Lord Denning MR’s insight was that it was not appropriate to decide the unreasonableness of consent to assignment, as Orr and Waller LJJ did, by reference to whether the circumstances of the proposed assignment were abnormal. They based their conclusion on the availability of enfranchisement following assignment, when that was not available at the date of the lease. Lord Denning MR considered that the court should make an assessment of all the relevant considerations to determine whether the consent was unreasonably refused. In Ashworth Frazer v Gloucester City Council [2001] 1 WLR 2180 at p 2183, Lord Bingham held that Lord Denning MR’s approach was the correct one. The other members of the House of Lords agreed with Lord Bingham or, in the case of Lord Rodger of Earlsferry, that Lord Denning MR was correct to hold that the question whether the refusal of consent was reasonable was one of the circumstances of the case, and not of law (see para 74 of Lord Rodger’s speech).

50.

Here the parties cannot have intended that the lessor should be able to protect itself against the increased risk of leasehold enfranchisement, resulting from an increased use of the premises for residential purposes, by using the power to refuse consent to a planning application when the lessee could assign to an individual who, even at the date of the lease, would have the right to apply for enfranchisement, and when any necessary planning permission for a change of user could be obtained by the prospective assignee without any involvement of the lessee. This would be so even if the circumstances at the date of the application were that the risk stood to be substantially increased and the lessor might lose his right to the reversion completely. In those particular circumstances, I consider that the judge and the Court of Appeal were entitled to conclude, and right to conclude, that it would be unreasonable for the lessor to use clause 3(19) for such purpose.

51.

I would therefore dismiss the appeal essentially for the reasons given by the Court of Appeal and the judge.

LORD WILSON: (dissenting)

52.

Like Lady Arden, I would have dismissed this appeal.

53.

Clause 3(11) of the Lease is crucial.

54.

In the letter dated 17 April 2015 by which, through its solicitors, the leaseholder sought the freeholder’s consent under clause 3(19), it suggested that clause 3(11) was crucial. So did the trial judge and the Court of Appeal. The subclause bears recital again. It is a covenant by the leaseholder

“(11) Not to use the Demised Premises otherwise than for one or more of the following purposes (a) retail shop (b) offices (c) residential purposes (d) storage (e) studio PROVIDED however that nothing herein contained shall imply or be deemed to be a warranty that the Demised Premises may in accordance with all Town Planning Laws and Regulations now or from time to time in force be used for the purpose above mentioned.”

55.

Clause 3(11) is not a common form, or boilerplate, subclause.

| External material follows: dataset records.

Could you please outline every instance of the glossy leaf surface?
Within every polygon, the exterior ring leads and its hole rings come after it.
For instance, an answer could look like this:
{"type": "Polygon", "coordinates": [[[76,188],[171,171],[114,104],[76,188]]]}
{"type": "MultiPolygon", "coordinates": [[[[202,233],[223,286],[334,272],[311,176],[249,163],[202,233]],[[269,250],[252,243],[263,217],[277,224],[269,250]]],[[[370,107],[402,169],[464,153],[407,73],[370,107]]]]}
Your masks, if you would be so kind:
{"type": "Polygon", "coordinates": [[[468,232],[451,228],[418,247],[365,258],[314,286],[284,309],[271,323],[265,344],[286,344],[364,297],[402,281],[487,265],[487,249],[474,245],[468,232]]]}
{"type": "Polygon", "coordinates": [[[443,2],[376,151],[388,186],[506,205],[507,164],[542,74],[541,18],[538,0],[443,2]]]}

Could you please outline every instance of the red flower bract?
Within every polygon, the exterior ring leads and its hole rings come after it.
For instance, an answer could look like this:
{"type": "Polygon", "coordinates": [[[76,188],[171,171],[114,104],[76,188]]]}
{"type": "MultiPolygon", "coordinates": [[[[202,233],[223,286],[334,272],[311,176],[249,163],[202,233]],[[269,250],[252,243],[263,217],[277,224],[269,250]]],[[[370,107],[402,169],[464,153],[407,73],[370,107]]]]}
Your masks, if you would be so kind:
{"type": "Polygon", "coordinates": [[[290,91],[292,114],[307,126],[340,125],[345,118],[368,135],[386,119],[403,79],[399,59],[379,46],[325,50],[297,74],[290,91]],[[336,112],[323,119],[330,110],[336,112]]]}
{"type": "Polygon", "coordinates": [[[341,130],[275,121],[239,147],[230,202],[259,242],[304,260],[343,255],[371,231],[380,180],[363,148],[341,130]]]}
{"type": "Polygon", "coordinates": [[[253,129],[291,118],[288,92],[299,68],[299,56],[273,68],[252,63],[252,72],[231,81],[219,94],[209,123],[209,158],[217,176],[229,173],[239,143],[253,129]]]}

It is a bespoke subclause of singular generosity to the leaseholder. One result of it is that the Lease goes further than to omit to prohibit the use of any part of the premises for residential use. Its effect is specifically to permit residential use of every part of them. Indeed the permission is unqualified by any requirement to secure the freeholder’s prior consent to the proposed use. The proviso which excludes any warranty on the part of the freeholder about accordance with planning laws in no way detracts from the width of its permission.

56.

The trial judge was right to note another subclause which, albeit of some triviality, addresses the prospect of residential use of the premises, not limited to the third and fourth floors. It is part of clause 3(15)(c), by which the leaseholder covenanted not

“to permit animals of any kind to be kept [on the demised premises] except that (1) domestic animals may be kept with the consent of the Lessor and (2) this provision regarding animals shall not apply to the existing residential sub-tenants of the upper floors of the premises.”

57.

The generosity of clause 3(11) to the leaseholder was no doubt a feature of the Lease which was reflected in the premium paid to the freeholder by the initial leaseholder for it and in the premiums paid for the later assignments of the lease and of the freehold reversion respectively.

58.

In Soho, unlike in many parts of England and Wales, a change in the use of premises from “office use or use ancillary to retail” to “residential use” represents unlawful development unless it has been the subject of planning permission.

59.

Unlike clause 3(11), clause 3(19) is a boilerplate clause. The leaseholder’s usual covenant “not to apply for any planning permission without the prior written consent of the Landlord such consent not to be unreasonably withheld” generates this litigation.

60.

I agree with Lord Briggs that the meaning of the leaseholder’s covenant in clause 3(19) is clear and generates no issue of construction. I also acknowledge that, within their overarching inquiry into the reasonableness of the freeholder’s withholding of consent, the judges in the lower courts found it helpful to consider the purpose of the covenant. For my part, I find that perspective less helpful than they did. I prefer to go straight to that one word: “unreasonably”.

61.

Were it reasonable for the freeholder not to consent to an application by the leaseholder to apply for permission to make residential use of the first and second floors, the provisions of clause 3(11) would be deprived of substantial effect. Instead of the unqualified permission for residential use there given, the permission, in so far as it relates to the first and second floors, would become a fully qualified permission. I agree with Sir Terence Etherton MR, at para 47, that, to that extent, any permissible withholding of consent in such circumstances would in effect rewrite clause 3(11).

62.

Like the courts below, I cannot accept that an express grant of permission for residential use can - reasonably - be overridden by the freeholder’s deployment of an entirely unfocussed provision in relation to applications for planning permission. However legitimate its concern about the prospect of enfranchisement, the freeholder cannot - reasonably - withhold its consent if the effect of doing so is to negate the permission for residential use which it granted and for which it received valuable consideration.

63.

Our duty is to appraise the trial judge’s determination that the leaseholder had established that the freeholder was unreasonably withholding its consent to the application. I happen to agree with the judge’s determination. But, more importantly, I see no significant flaw in the manner in which he approached it. The Court of Appeal was in my view right to conclude that his determination ought to be upheld. In my respectful view the contrary conclusion of the majority falls foul of the second overriding principle articulated by Lord Bingham in the Ashworth Frazer case, set out in para 22 of the judgment of Lord Briggs.